WIDOWS, THE latest film from British director Steve McQueen, is the last thing I expected from him. In fact when I heard his next project was based on a 1980s TV show, I was slightly concerned.
This is a heist film in the vain of Oceans 11, and quite different from his previous films which dealt with the Northern Irish hunger strikers, American slavery, and sex addiction. However, Widows was a passion project for him and he brought on Gillian Flynn to co-write the script. People have been a bit snobby about Flynn’s writing but she is perfect for a script like this. I actually think adaptations of her work in the past have taken the bite out of her writing. Particularly the Gone Girl screenplay. No sign of that here. Along with Flynn, McQueen has enlisted a stellar cast, including Viola Davis and Liam Neeson.

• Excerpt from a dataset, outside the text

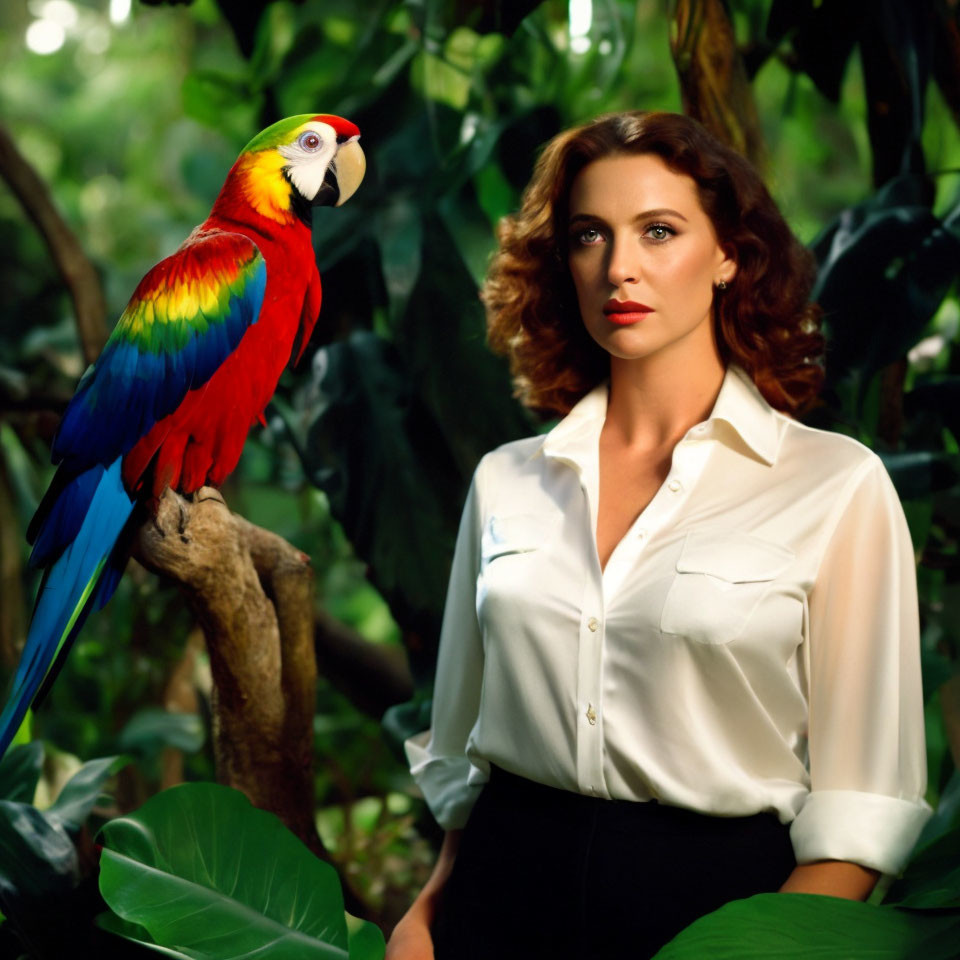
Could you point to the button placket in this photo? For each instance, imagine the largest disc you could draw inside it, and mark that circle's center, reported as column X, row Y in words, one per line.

Widows has an array of different characters, all with their own story, yet never feels bloated, and each character arc feels rewarding. Also, despite being a heist movie, there is very little action. You don’t miss it though. The razor wire script gives you all you need. Tense confrontations and threats are spat from one character to another. Robert Duval for a man in his late eighties must have loved getting such a punchy role; Daniel Kyluha's menacing, sociopathic, gangster, Jetamme, is a revelatory performance. He is so physical and ice cold I did have to look away from some of his interrogations.
Stealing the show however is Elizabeth Dibicki. She stood out in the underrated Man From U.N.C.L.E. and was comfortably the best thing in the otherwise disappointing Great Gatsby remake, so it is great to see her do it in a production worthy of her. To be honest, so many performances are worth commenting on, ithat i would be here all day if I did.
One scene, where the camera stays on the hood of a car, is one of the cleverest scenes I have seen in a mainstream movie in a long time. The car of the politician, Jack Mulligan (Colin Farrell ) moves from a poor, run down, area of Chicago (of which he is the alderman ) to his wealthy suburb. While the camera is stuck on the bonnet and we watch the backgrounds change, we hear his true opinion of his constituents. It is such a simple clever way to eavesdrop on a character's internal monologue.
The film is full of these clever little moments. At no point do we have a 'Basil Exposition' pop up to tell us who is who and what is happening now. McQueen respects his audience, making Widows an enjoyable, rewarding, clever, and mature film.